Blitz any lingering debts. Set aside money to pay down store cards and loans as quickly as possible.

You can do a ‘soft’ credit check to see if you qualify for a top zero per cent balance transfer deal, such as the 43 interest-free months now offered by MBNA.

Take advantage and pay down what you owe. Note down renewal dates for your insurance policies and the end of costly contracts on a calendar so you can shift to better deals, and kill any needless direct debits.

2. SLIM DOWN YOUR CHILDCARE COSTS, BULK UP YOUR BENEFITS

This year the Government is rolling out a new tax-free childcare scheme, available to parents who work more than 16 hours a week. Each parent must not have income of more than £100,000 a year.
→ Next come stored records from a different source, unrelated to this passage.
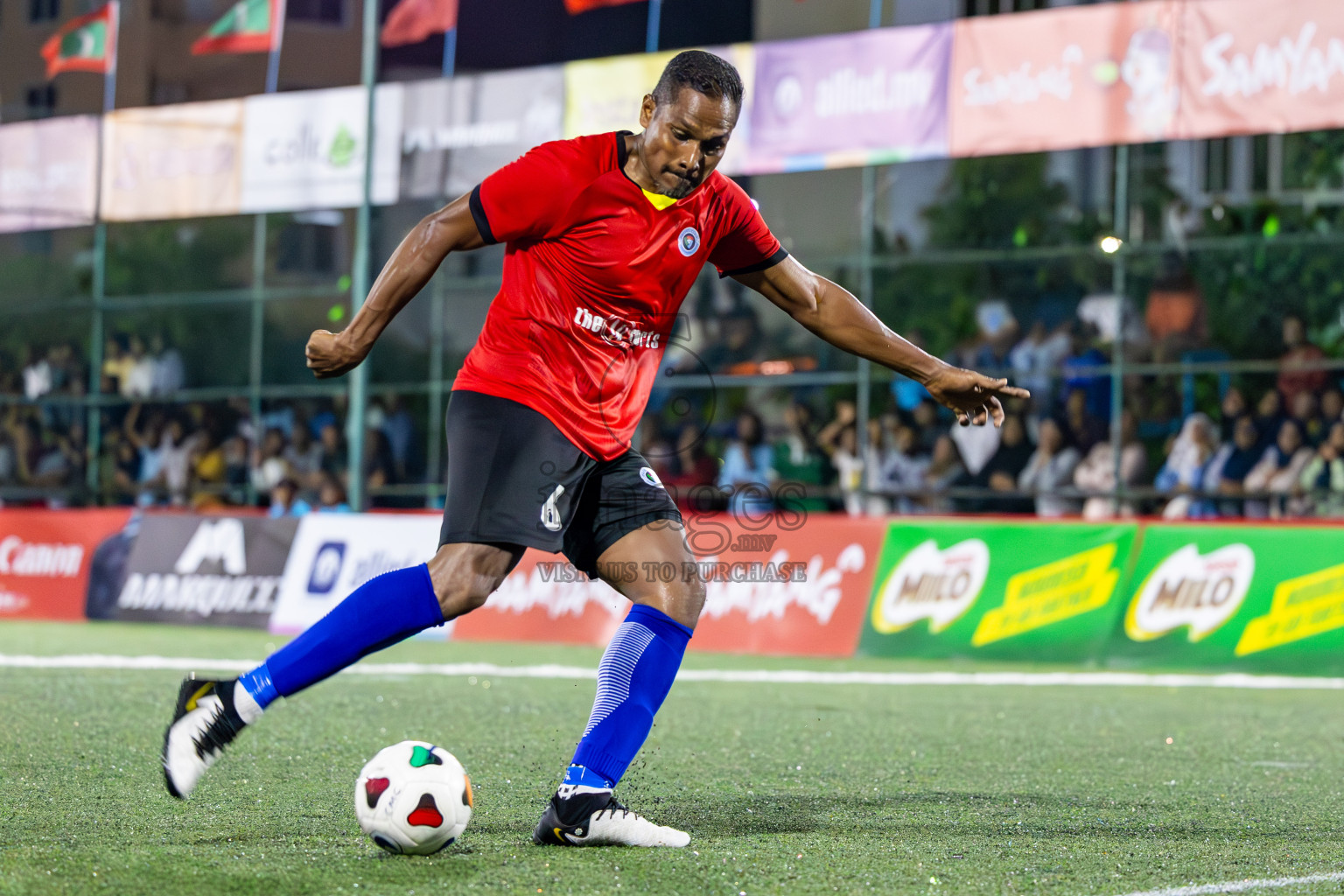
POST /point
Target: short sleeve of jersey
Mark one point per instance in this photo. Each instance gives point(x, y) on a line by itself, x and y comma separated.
point(527, 198)
point(746, 245)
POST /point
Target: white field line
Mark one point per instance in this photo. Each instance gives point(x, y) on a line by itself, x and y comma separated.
point(745, 676)
point(1242, 886)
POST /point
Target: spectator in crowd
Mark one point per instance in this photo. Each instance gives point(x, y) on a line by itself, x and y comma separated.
point(903, 469)
point(285, 501)
point(170, 375)
point(942, 472)
point(331, 496)
point(1304, 410)
point(1048, 471)
point(1323, 477)
point(269, 465)
point(1278, 472)
point(1228, 472)
point(1184, 473)
point(1231, 409)
point(1269, 416)
point(1002, 472)
point(747, 473)
point(799, 458)
point(1298, 352)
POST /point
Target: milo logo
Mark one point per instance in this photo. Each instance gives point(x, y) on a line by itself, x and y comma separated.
point(932, 584)
point(1188, 589)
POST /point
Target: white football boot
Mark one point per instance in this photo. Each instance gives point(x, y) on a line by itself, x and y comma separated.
point(203, 724)
point(598, 820)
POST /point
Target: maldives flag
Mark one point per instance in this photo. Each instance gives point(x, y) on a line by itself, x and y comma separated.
point(416, 20)
point(88, 43)
point(250, 25)
point(584, 5)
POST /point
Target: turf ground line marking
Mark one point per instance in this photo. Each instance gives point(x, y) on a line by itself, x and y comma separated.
point(1236, 682)
point(1242, 886)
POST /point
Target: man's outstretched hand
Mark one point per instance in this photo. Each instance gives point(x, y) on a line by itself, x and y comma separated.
point(328, 355)
point(973, 396)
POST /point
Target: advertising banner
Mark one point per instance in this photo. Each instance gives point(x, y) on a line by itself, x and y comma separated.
point(172, 161)
point(458, 130)
point(1254, 67)
point(333, 554)
point(305, 150)
point(1250, 597)
point(49, 173)
point(605, 94)
point(205, 570)
point(1065, 78)
point(864, 98)
point(46, 557)
point(1042, 592)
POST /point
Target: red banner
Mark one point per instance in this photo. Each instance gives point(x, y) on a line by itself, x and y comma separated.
point(776, 587)
point(45, 560)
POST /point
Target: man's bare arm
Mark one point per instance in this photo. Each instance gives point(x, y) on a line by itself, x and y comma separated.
point(449, 230)
point(840, 318)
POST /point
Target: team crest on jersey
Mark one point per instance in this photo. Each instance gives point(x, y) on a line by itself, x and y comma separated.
point(689, 242)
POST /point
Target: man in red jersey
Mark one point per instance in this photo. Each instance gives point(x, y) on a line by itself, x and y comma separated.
point(604, 238)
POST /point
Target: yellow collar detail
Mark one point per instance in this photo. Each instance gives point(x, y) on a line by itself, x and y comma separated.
point(659, 200)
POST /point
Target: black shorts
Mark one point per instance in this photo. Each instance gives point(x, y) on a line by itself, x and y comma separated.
point(515, 480)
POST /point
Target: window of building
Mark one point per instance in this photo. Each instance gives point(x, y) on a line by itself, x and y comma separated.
point(43, 10)
point(330, 12)
point(40, 101)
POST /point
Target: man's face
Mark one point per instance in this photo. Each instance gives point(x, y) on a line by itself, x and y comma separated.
point(684, 140)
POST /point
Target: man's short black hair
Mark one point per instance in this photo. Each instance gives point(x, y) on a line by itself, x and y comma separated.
point(701, 72)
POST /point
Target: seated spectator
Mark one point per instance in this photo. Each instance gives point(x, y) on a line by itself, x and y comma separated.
point(285, 501)
point(1050, 469)
point(1323, 477)
point(269, 465)
point(1269, 416)
point(1184, 473)
point(1278, 473)
point(331, 496)
point(1332, 407)
point(746, 471)
point(1231, 409)
point(1081, 426)
point(1002, 472)
point(1096, 473)
point(799, 458)
point(1298, 351)
point(1306, 411)
point(944, 469)
point(1230, 465)
point(903, 469)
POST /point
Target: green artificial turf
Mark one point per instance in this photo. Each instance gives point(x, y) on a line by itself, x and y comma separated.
point(785, 788)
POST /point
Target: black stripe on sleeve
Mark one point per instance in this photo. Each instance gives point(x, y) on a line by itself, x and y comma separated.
point(483, 223)
point(750, 269)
Parents can get 20 per cent of their yearly childcare costs, up to £10,000 per child, paid for by the Government. This could mean payments of up to £2,000 per child. Tax-free childcare vouchers offered by employers are the first port of call for higher rate taxpayers with annual childcare costs of £6,252 or less, and basic rate taxpayers with costs of up to £9,336.

All three-year-olds and four-year-olds in the UK are entitled to a minimum of ten hours of free early education for 38 weeks a year. Some two-year-olds are also now eligible, but this will depend on your income status. Check with your local council.

3. WEIGH UP YOUR MORTGAGE

You may have clung to a standard variable rate mortgage because the rate is low, but interest payments are bound to rise at some point.

Claire Walsh, chartered financial planner at Brighton-based Aspect 8, says: ‘There are still some really good mortgage deals out there. If you fix for a long time it will be peace of mind. Known monthly repayments with no nasty surprises will make budgeting easier.’

Jump on tip-top deals before they vanish. For example, Coventry Building Society has a ten-year fixed-rate deal at 2.69 per cent for a fee of £999.